Ever since my round of debates with the “logical vegan” community, mainly a YouTuber named Ask Yourself, aka Isaac, I have been thinking a lot about the nature of morality. One aspect I find particularly interesting as of late is the relationship between disgust and morality.

Some of you I’m sure will already be familiar with the work of Jonathan Haidt.  While several papers have been written casting doubt on the links between morality and disgust, often arguing that this is a false equivalence, that moral disgust is a categorically different type of disgust than the physiological response you may feel when you see and smell something like vomit, a new recent paper adds fascinating insight to the debate.

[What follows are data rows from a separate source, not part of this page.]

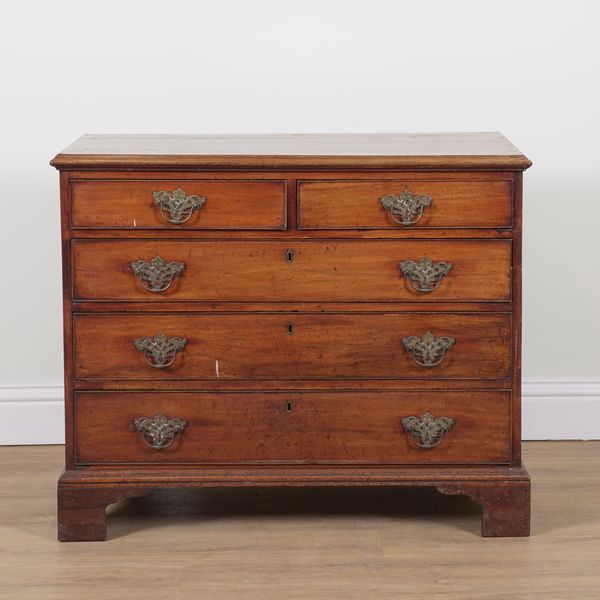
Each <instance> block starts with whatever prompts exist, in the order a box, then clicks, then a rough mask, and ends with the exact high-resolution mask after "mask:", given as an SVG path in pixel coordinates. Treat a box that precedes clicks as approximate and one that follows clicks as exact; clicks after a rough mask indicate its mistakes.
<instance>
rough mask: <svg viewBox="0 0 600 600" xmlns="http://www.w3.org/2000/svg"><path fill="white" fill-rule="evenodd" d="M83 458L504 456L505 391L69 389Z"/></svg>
mask: <svg viewBox="0 0 600 600" xmlns="http://www.w3.org/2000/svg"><path fill="white" fill-rule="evenodd" d="M75 427H76V432H77V433H76V460H77V463H78V464H80V465H82V464H141V463H145V464H151V463H157V464H158V463H160V464H184V463H196V464H236V463H246V464H248V463H250V464H252V463H254V464H259V463H268V464H273V463H278V464H286V463H287V464H290V463H305V464H315V463H325V464H328V463H329V464H340V463H350V464H360V463H363V464H435V463H439V464H448V463H453V464H481V463H508V461H509V453H510V393H509V392H501V391H479V392H444V391H437V392H344V393H342V392H312V393H311V392H308V393H307V392H305V393H298V392H289V393H279V392H277V393H258V392H253V393H220V394H218V395H217V394H213V393H185V392H179V393H177V392H175V393H174V392H171V393H154V392H147V393H143V392H135V393H129V392H80V393H76V394H75Z"/></svg>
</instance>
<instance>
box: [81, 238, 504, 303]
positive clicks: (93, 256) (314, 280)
mask: <svg viewBox="0 0 600 600" xmlns="http://www.w3.org/2000/svg"><path fill="white" fill-rule="evenodd" d="M72 249H73V250H72V251H73V297H74V298H75V299H76V300H142V301H144V300H147V301H165V300H167V301H168V300H173V301H181V300H198V301H238V302H269V301H270V302H293V301H304V302H327V301H340V302H344V301H345V302H365V301H374V302H377V301H381V302H386V301H396V302H402V301H409V302H410V301H418V302H436V301H509V300H510V299H511V262H512V255H511V252H512V246H511V241H510V240H460V241H459V240H454V241H450V240H446V241H444V240H386V241H359V240H357V241H331V240H325V241H298V240H293V241H292V240H289V241H277V242H267V241H265V242H250V241H248V242H239V241H227V240H223V241H219V242H214V241H200V240H196V241H143V242H142V241H95V240H94V241H91V240H77V241H74V242H73V245H72ZM157 258H158V261H159V262H158V263H153V261H154V259H157ZM140 261H141V262H140ZM134 264H135V265H136V266H134ZM169 265H170V267H169Z"/></svg>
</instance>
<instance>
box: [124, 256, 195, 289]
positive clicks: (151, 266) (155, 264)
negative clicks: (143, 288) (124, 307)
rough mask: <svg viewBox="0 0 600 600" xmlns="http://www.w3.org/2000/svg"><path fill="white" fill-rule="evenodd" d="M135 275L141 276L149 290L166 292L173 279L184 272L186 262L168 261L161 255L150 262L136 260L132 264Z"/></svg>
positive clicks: (139, 260) (145, 284) (140, 277)
mask: <svg viewBox="0 0 600 600" xmlns="http://www.w3.org/2000/svg"><path fill="white" fill-rule="evenodd" d="M130 267H131V270H132V271H133V274H134V275H137V276H138V277H139V280H140V282H141V284H142V287H143V288H144V289H145V290H147V291H149V292H164V291H165V290H168V289H169V287H170V286H171V284H172V283H173V279H175V277H177V276H178V275H181V274H182V273H183V270H184V269H185V263H181V262H166V261H165V260H164V259H163V258H161V257H160V256H155V257H154V258H153V259H152V260H151V261H150V262H146V261H145V260H136V261H135V262H132V263H131V264H130Z"/></svg>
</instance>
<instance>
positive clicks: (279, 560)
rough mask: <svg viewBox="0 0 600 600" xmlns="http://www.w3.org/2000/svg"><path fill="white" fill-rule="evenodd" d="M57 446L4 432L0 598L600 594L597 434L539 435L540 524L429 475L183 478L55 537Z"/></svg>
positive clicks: (535, 509) (75, 597) (534, 481)
mask: <svg viewBox="0 0 600 600" xmlns="http://www.w3.org/2000/svg"><path fill="white" fill-rule="evenodd" d="M61 461H62V447H59V446H37V447H35V446H34V447H0V482H1V487H0V598H3V599H6V600H21V599H29V598H31V599H34V598H35V599H36V600H39V599H44V600H53V599H55V598H56V599H60V600H69V599H71V598H77V599H78V600H80V599H85V600H94V599H96V598H102V599H106V598H111V599H114V600H121V599H128V600H129V599H137V598H144V599H146V598H150V597H152V598H165V599H168V600H180V599H183V598H190V599H191V598H193V599H200V598H201V599H202V600H207V599H213V598H214V599H218V600H228V599H230V598H235V599H236V600H240V599H246V598H248V599H250V598H261V599H270V598H273V599H277V600H288V599H296V598H298V599H300V598H302V599H310V600H319V599H327V600H333V599H336V598H343V599H347V600H353V599H360V600H366V599H369V600H371V599H379V598H386V599H387V598H390V599H391V598H393V599H394V600H396V599H398V598H400V597H422V598H427V599H429V598H442V597H443V598H444V599H447V600H450V599H457V600H458V599H460V600H469V599H477V600H481V599H486V598H494V599H498V600H499V599H509V598H510V599H511V600H516V599H526V598H527V599H528V598H532V599H541V598H544V599H550V600H561V599H563V598H564V599H575V598H577V599H578V600H582V599H587V598H590V599H591V598H593V599H598V598H600V442H530V443H528V444H526V445H525V461H526V465H527V467H528V468H529V471H530V474H531V477H532V481H533V523H532V530H533V535H532V537H530V538H516V539H507V538H504V539H482V538H480V537H479V535H478V532H479V512H478V509H477V507H476V505H474V504H472V503H471V502H470V501H469V500H467V499H465V498H461V497H453V496H442V495H438V494H437V493H434V492H433V491H429V490H394V489H370V490H366V489H355V490H351V489H344V490H341V489H329V490H328V489H312V490H309V489H291V490H290V489H288V490H277V489H261V490H253V489H240V490H235V489H227V490H191V491H185V490H173V491H170V492H168V493H167V492H158V493H156V494H153V495H150V496H147V497H145V498H136V499H129V500H124V501H122V502H120V503H118V504H115V505H113V506H112V507H110V508H109V517H108V537H109V540H108V541H107V542H91V543H73V544H64V543H59V542H57V541H56V532H55V531H56V517H55V483H56V477H57V475H58V473H59V470H60V466H61Z"/></svg>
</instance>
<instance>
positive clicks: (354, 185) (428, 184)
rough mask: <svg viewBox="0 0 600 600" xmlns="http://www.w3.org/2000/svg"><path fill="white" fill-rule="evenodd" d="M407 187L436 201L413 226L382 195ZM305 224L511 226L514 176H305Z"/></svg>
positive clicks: (325, 227) (371, 225)
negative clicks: (387, 204) (393, 207)
mask: <svg viewBox="0 0 600 600" xmlns="http://www.w3.org/2000/svg"><path fill="white" fill-rule="evenodd" d="M405 189H408V190H409V191H410V192H411V193H412V194H413V195H418V194H426V195H428V196H430V197H431V198H432V199H433V201H432V203H431V206H430V207H428V208H425V209H424V210H423V215H422V217H421V218H420V219H419V221H418V222H417V223H415V224H414V225H411V226H410V227H408V226H405V225H401V224H398V223H396V222H395V221H394V220H393V219H392V218H391V217H390V214H389V212H388V211H386V210H385V209H384V208H383V206H382V205H381V202H380V201H379V200H380V198H382V197H383V196H385V195H387V194H395V195H396V196H398V195H399V194H401V193H402V192H403V191H404V190H405ZM297 196H298V227H299V228H300V229H368V228H378V229H409V228H414V229H422V228H426V227H478V228H479V227H481V228H494V227H510V226H511V221H512V181H511V180H508V179H507V180H505V181H443V180H442V181H440V180H431V181H421V180H419V181H411V180H410V179H408V178H407V179H398V180H396V181H389V180H386V181H349V180H341V181H299V182H298V194H297Z"/></svg>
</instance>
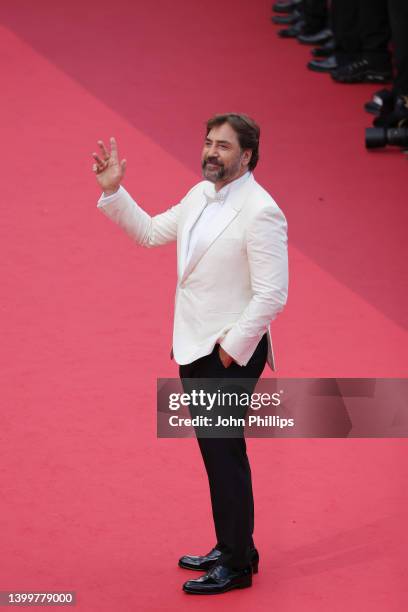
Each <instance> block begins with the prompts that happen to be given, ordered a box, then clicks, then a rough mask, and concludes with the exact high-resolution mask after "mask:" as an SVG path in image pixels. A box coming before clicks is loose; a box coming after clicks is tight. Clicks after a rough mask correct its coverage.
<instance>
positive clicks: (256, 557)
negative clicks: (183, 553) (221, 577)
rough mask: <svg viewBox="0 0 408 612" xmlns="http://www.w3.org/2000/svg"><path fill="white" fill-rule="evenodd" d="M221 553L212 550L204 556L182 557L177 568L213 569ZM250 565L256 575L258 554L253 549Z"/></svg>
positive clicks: (199, 569) (216, 549)
mask: <svg viewBox="0 0 408 612" xmlns="http://www.w3.org/2000/svg"><path fill="white" fill-rule="evenodd" d="M221 554H222V553H221V551H220V550H218V548H213V549H212V550H210V552H209V553H207V554H206V555H202V556H199V555H184V556H183V557H181V558H180V559H179V567H182V568H184V569H192V570H198V571H200V572H202V571H206V570H208V569H210V568H211V567H213V566H214V565H215V563H216V562H217V560H218V559H219V558H220V557H221ZM251 565H252V571H253V573H254V574H257V573H258V565H259V553H258V551H257V550H256V548H254V549H253V550H252V552H251Z"/></svg>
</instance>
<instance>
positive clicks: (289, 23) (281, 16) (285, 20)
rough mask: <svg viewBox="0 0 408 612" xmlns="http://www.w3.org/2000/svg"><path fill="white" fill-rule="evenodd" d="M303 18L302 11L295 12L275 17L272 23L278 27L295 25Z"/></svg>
mask: <svg viewBox="0 0 408 612" xmlns="http://www.w3.org/2000/svg"><path fill="white" fill-rule="evenodd" d="M301 18H302V14H301V13H300V11H296V10H295V11H293V13H291V14H290V15H274V16H273V17H272V22H273V23H276V24H278V25H293V24H295V23H297V22H298V21H299V19H301Z"/></svg>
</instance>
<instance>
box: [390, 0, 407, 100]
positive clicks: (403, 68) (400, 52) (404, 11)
mask: <svg viewBox="0 0 408 612" xmlns="http://www.w3.org/2000/svg"><path fill="white" fill-rule="evenodd" d="M388 10H389V17H390V24H391V33H392V40H393V43H394V47H395V68H396V77H395V81H394V90H395V93H396V94H397V95H403V96H408V1H407V0H388Z"/></svg>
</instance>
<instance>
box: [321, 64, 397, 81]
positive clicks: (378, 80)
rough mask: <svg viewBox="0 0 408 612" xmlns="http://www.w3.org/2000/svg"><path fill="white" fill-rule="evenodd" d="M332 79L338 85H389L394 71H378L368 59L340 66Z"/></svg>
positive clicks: (381, 70) (334, 74)
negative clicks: (366, 83) (369, 62)
mask: <svg viewBox="0 0 408 612" xmlns="http://www.w3.org/2000/svg"><path fill="white" fill-rule="evenodd" d="M331 76H332V79H333V80H334V81H337V82H338V83H389V81H391V79H392V71H391V69H389V70H378V69H377V68H375V67H373V66H372V65H371V64H370V63H369V62H368V61H367V60H366V59H362V60H358V61H356V62H351V64H346V65H345V66H340V67H339V68H337V70H334V71H333V72H332V73H331Z"/></svg>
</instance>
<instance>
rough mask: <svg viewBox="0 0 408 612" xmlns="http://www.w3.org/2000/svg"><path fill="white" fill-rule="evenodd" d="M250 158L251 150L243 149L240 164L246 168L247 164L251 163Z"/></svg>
mask: <svg viewBox="0 0 408 612" xmlns="http://www.w3.org/2000/svg"><path fill="white" fill-rule="evenodd" d="M251 157H252V151H251V149H244V150H243V152H242V157H241V160H242V164H243V165H244V166H248V164H249V162H250V161H251Z"/></svg>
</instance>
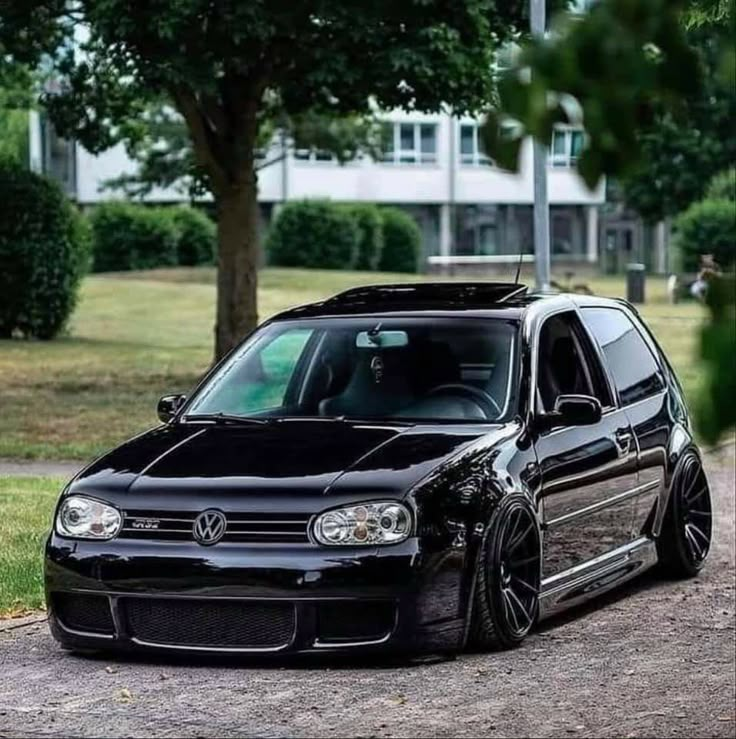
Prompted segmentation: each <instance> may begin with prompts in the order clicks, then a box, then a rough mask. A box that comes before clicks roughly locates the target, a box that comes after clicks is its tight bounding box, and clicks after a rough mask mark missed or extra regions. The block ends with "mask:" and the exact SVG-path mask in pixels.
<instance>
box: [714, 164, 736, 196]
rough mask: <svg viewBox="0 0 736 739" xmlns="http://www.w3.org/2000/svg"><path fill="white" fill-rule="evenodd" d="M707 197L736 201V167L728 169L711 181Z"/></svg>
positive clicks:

Published this year and titled The physiological basis of psychological disgust and moral judgments and published in the Journal of Personality and Social Psychology, researchers found that ginger, which can be used to reduce the nauseous reaction you may feel towards bodily fluids, can have the same mitigating effect on your moral judgements towards impure ideas such as incest, allowing the researchers to conclude: “findings provide the first evidence that psychological disgust can be disrupted by an antiemetic and that doing so has consequences for moral judgments.”

The idea that something as innocuous as ginger can be used to lower your moral judgment is both fascinating and, when I ponder the long term implications of where this research may lead, at least mildly terrifying. Interestingly, ginger has a long and storied history as an aphrodisiac, leaving me to wonder if the reason for this categorization is actually based on its inhibition reducing properties. Sort of like alcohol but without the whiskey dick.

It’s not clear if there is a real cause for concern here, but one thing is certain. If your sister or mom cooks you a heavily ginger laden dish, you should proceed with caution lest you wind up accidentally eating their ass.